The nickel berry carrier is a member of the group of nodular carriers disclosed in U.S. Pat. Nos. 3,847,604 and 3,767,568 characterized by a pebbled surface with recurring recesses and protrusions giving the particle a relatively large surface area and composed of nickel. In an attempt not to further introduce additional carrier systems into the three-colored developer package, it was found that when employing Yellow 97 toner systems in connection with the methyl terpolymer coated steel carriers lower developer life for the above described reasons was experienced compared to other yellow toners having different properties from the Yellow 97 toner systems. When employing the phthalocyanine coated carrier of the instant invention, one carrier may be employed for the cyan toner, the yellow toner system with a substantially increased life cycle; and surprisingly with a magenta toner 2,9-dimethylquinacridone pigment which formerly could only be employed in connection with an uncoated nickel berry carrier. Thus, the three developers as employed in a color electrophotographic automatic imaging mode have been substantially improved and simplified by virtue of the fact that a common carrier may be used with each toner system to provide excellent imaging quality.

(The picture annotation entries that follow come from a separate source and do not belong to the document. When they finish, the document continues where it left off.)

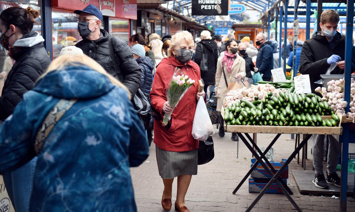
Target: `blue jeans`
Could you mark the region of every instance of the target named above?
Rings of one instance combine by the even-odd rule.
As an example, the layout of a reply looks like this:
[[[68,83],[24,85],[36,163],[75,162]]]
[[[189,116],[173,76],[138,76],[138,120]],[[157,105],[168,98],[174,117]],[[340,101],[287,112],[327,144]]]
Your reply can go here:
[[[16,211],[28,212],[29,210],[37,163],[36,157],[17,169],[2,175],[7,194]]]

The above mentioned developers perform surprisingly well in combination yielding color-xerographic prints of originals in an automatic imaging mode which are clear and true. When employed in an electrophotographic imaging mode, these developers, or the developer package as it is termed, proves to have a highly acceptable performance life in an automatic electrophotographic imaging apparatus. There is no degradation of the triboelectric properties of the developers nor unacceptable imaging due to impaction and other problems associated with prior art developers.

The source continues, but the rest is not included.